CHAPTER 12 Test Your Knowledge
Driving Question 1
How do chromosomes determine sex, and how does sex influence the inheritance of certain traits?
By answering the questions below and studying Infographics 12.1–12.5, you should be able to generate an answer for the broader Driving Question above.
KNOW IT
Which of the following most influences the development of a female fetus?
a. the presence of any two sex chromosomes
b. the presence of two X chromosomes
c. the absence of a Y chromosome
d. the presence of a Y chromosome
e. either b or c
c
Why are more males than females affected by X-linked recessive genetic diseases?
Males have only one X chromosome, while females have 2. This means that if a male inherits an X-linked recessive allele (from his mother’s X chromosome), that is the only allele of that gene he has—there is no dominant allele on another X chromosome to mask the recessive. In this case, the male will develop the disease. If a female inherits an X-linked recessive allele on one of her two X chromosomes, she will not develop the disease if her other X chromosome has the dominant allele to mask the recessive allele.
If a man has an X-linked recessive disease, can his sons inherit that disease from him? Why or why not?
No. Sons cannot inherit X-linked conditions from their fathers because sons inherit their father’s Y chromosome, not the X. The son will inherit his X chromosome from his mother.
USE IT
Which of the following couples could have a boy with Duchenne muscular dystrophy (DMD)?

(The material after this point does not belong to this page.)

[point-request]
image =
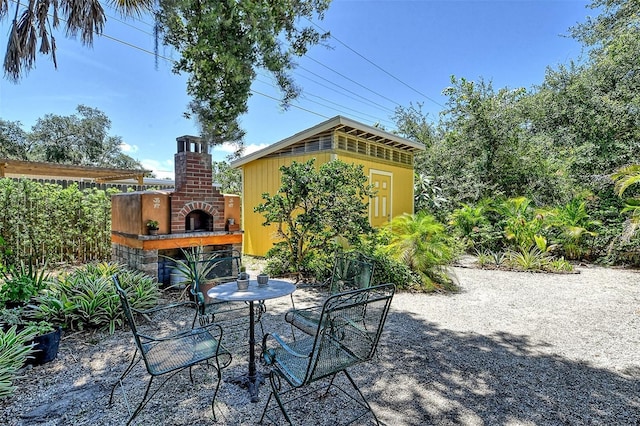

a. a male with Duchenne muscular dystrophy and a homozygous dominant female
b. a male without Duchenne muscular dystrophy and a homozygous dominant female
c. a male without Duchenne muscular dystrophy and a carrier female
d. a and c
e. none of the above
c
Predict the sex of a baby with each of the following pairs of sex chromosomes. Use your answer to check your answer to Question 1.
a. XX
b. XXY
c. XY
d. X
a: female; b: male; c: male; d: female
Consider your brother and your son.
a. If you are female, will your brother and your son have essentially identical Y chromosomes? Explain your answer.
b. If you are male, will your brother and your son have essentially identical Y chromosomes? Explain your answer.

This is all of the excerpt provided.